Earnings Before Tax Depreciation and Amortisation (EBITDA) was 88 percent ahead of the comparative period to close at $1 343 762 from $713 643 last year.
Masimba said the growth in turnover was mainly on the back on the back of a solid order book in housing infrastructure, building and civil engineering segments.
It said EBITDA improvement was driven by operating efficiencies and growth in the topline.
Consequently, Profit Before Taxation for the half year grew by 224 percent to close off at $600 441 from $185 081 in 2017.
In the period under review, net working capital improved by 29 percent to $2 242 928 from $1 736 379 last year mainly due to implementation of effective strategies in working capital management.

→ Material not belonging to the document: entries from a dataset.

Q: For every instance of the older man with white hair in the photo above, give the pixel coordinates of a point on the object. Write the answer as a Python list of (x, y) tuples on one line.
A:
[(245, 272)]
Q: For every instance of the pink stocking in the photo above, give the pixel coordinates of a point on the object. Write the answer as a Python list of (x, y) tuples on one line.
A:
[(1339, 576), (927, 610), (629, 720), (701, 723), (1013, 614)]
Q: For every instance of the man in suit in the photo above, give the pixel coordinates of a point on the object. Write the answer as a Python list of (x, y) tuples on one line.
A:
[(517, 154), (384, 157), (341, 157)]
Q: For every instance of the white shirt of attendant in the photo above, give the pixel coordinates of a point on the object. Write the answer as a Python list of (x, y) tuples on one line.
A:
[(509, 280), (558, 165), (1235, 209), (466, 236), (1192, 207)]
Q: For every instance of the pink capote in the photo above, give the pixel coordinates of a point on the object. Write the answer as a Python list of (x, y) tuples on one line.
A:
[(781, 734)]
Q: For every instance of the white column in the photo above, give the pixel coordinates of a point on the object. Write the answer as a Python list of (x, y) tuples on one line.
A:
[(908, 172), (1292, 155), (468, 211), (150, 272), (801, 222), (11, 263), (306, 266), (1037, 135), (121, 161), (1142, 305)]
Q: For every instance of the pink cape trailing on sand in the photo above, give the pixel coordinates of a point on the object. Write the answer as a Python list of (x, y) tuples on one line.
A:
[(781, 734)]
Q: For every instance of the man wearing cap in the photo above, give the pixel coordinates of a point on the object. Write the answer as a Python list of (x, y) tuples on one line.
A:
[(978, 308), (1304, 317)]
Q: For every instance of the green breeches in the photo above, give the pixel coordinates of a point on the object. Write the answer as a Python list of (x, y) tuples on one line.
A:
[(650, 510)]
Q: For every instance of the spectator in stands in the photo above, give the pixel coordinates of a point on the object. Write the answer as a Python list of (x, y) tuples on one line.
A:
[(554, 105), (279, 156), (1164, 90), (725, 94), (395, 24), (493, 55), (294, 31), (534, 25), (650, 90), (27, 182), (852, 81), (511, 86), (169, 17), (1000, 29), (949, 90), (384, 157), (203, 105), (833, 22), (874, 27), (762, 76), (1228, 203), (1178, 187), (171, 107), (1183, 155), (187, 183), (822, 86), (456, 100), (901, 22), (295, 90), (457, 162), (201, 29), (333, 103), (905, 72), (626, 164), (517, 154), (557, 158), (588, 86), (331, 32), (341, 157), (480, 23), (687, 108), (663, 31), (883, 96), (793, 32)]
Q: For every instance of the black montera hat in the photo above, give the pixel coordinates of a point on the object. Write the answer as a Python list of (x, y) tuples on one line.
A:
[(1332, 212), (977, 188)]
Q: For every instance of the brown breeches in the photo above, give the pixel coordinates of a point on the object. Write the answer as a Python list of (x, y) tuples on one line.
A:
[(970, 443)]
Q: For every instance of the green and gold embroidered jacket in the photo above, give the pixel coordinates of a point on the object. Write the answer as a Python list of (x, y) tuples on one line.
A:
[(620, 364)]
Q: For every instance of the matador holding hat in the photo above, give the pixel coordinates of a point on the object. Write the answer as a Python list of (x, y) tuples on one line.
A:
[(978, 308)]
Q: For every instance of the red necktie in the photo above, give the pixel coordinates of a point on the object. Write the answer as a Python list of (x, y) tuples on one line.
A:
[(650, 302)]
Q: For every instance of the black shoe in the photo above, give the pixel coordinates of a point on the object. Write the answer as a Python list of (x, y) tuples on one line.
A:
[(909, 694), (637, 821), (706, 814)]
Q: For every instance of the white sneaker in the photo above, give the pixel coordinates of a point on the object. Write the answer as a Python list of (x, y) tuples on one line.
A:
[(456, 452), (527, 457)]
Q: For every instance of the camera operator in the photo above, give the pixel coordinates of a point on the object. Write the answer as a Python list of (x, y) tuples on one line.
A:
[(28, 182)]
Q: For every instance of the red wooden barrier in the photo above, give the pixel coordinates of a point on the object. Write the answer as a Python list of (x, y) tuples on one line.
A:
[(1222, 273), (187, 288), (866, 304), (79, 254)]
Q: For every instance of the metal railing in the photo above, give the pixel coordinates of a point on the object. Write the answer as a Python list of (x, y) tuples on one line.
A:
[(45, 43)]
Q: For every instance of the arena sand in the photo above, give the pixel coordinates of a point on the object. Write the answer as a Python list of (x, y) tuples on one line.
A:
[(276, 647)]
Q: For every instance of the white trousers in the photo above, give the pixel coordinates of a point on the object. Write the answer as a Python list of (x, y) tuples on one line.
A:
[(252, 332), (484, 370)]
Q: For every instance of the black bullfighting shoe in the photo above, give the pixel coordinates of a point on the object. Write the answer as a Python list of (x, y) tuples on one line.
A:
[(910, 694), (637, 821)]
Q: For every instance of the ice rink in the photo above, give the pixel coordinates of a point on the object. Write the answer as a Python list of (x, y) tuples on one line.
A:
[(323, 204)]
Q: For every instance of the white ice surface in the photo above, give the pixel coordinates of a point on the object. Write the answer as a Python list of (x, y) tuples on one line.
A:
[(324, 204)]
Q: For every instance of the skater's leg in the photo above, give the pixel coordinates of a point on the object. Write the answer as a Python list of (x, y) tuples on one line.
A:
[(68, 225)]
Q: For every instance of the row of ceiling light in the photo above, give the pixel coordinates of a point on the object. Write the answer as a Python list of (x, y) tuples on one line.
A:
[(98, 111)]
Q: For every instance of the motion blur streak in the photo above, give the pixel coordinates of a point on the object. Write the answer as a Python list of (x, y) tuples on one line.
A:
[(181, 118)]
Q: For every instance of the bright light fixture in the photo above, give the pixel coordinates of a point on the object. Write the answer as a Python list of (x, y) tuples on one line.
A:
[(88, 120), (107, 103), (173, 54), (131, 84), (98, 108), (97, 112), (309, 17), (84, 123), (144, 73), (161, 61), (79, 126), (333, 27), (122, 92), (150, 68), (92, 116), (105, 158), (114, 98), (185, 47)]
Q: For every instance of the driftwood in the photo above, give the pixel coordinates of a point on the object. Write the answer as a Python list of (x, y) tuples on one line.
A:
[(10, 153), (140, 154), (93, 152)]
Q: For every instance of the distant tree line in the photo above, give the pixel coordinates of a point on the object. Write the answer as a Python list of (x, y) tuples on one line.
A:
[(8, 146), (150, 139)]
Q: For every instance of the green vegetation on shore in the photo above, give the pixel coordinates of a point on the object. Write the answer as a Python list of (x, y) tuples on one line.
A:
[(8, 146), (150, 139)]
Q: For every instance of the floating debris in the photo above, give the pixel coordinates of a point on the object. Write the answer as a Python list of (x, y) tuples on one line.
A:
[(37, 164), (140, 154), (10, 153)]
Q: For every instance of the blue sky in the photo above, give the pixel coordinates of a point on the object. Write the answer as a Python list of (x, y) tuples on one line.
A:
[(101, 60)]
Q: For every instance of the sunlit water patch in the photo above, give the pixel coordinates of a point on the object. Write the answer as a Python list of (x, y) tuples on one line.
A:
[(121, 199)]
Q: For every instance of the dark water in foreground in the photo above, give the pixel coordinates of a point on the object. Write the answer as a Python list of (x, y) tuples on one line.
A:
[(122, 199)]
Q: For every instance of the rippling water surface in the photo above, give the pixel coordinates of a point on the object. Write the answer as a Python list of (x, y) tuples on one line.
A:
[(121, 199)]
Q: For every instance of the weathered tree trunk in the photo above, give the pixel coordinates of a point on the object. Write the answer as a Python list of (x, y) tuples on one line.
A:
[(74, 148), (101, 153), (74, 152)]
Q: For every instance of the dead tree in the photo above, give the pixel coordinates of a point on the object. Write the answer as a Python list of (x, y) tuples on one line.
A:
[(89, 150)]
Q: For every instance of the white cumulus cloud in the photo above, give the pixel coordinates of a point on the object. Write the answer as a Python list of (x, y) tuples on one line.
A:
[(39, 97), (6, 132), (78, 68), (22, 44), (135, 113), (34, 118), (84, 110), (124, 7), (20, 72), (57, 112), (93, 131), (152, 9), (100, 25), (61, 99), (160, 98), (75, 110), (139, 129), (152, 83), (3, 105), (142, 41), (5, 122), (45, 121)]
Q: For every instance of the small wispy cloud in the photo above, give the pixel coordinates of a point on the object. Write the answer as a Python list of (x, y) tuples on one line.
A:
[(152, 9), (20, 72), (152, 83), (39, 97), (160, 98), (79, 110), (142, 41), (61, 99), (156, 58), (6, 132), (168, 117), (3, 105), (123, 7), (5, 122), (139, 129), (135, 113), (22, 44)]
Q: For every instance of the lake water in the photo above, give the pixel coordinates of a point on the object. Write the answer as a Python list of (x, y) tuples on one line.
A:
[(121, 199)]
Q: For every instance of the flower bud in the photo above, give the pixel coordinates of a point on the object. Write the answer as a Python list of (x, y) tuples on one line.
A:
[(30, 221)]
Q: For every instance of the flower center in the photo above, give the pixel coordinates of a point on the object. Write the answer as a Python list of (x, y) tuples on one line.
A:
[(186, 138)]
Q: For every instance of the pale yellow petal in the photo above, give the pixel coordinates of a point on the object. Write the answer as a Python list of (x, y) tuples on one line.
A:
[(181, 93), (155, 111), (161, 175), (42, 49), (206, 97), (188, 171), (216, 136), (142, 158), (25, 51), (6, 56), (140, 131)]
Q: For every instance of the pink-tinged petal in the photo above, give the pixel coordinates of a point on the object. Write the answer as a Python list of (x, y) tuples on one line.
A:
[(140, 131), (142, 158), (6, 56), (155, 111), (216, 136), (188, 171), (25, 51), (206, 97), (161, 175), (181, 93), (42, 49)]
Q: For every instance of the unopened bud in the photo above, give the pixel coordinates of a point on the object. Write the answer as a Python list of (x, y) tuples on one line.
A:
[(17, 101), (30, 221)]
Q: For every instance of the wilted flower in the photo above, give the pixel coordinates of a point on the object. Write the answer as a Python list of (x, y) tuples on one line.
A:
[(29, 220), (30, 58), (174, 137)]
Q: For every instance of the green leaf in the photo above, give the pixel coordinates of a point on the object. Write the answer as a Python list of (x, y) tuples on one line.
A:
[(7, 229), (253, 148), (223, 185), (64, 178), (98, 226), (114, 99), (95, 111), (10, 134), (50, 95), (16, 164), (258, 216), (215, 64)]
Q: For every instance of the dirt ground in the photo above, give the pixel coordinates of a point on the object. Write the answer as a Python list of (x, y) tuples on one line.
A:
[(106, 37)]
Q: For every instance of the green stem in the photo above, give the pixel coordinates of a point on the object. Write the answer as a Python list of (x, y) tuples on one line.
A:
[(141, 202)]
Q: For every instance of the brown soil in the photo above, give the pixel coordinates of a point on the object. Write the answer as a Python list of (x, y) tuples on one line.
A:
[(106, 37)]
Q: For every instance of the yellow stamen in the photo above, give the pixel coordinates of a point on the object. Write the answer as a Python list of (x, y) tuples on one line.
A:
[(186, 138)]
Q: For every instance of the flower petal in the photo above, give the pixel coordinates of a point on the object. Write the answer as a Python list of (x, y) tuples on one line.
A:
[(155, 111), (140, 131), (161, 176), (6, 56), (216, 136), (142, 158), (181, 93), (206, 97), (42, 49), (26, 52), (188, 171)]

Masimba said, included in the contracts receivables and work in progress balances of $14 167 302 from $15 106 704 in 2017 is an amount of $1 231 109 that is overdue on a project that has been suspended due to previously unforeseen cashflow difficulties that the client is faced with.
“The client and Masimba are jointly pursuing various measures so that the project, whose commercial viability has been successfully demonstrated, can be resuscitated in the shortest possible time. Accordingly, the Board believes that this overdue debt is recoverable.”
Cash and cash equivalent balances at the end of the reporting period were at $1 125 781 compared to $1 294 967 last year.
“The decrease in cash and cash equivalents was mainly attributable to the implementation of a working capital build up so as to fund project requirements.”
Masimba said capital expenditure in the period amounted to $1 196 893 compared to $914 166 last year.
The company said this was expended on plant and equipment to strengthen business capacity given the prevailing and anticipated contracting opportunities.
Additionally, the Group said borrowing at $1 984 393 were flat on the comparable period debt of $1 899 125.
The Group said in view of the current and anticipated growing order book and the need to strengthen capacity, given the constrained foreign currency availability and the pricing of imported equipment, its Board has recommended that no interim dividend be declared.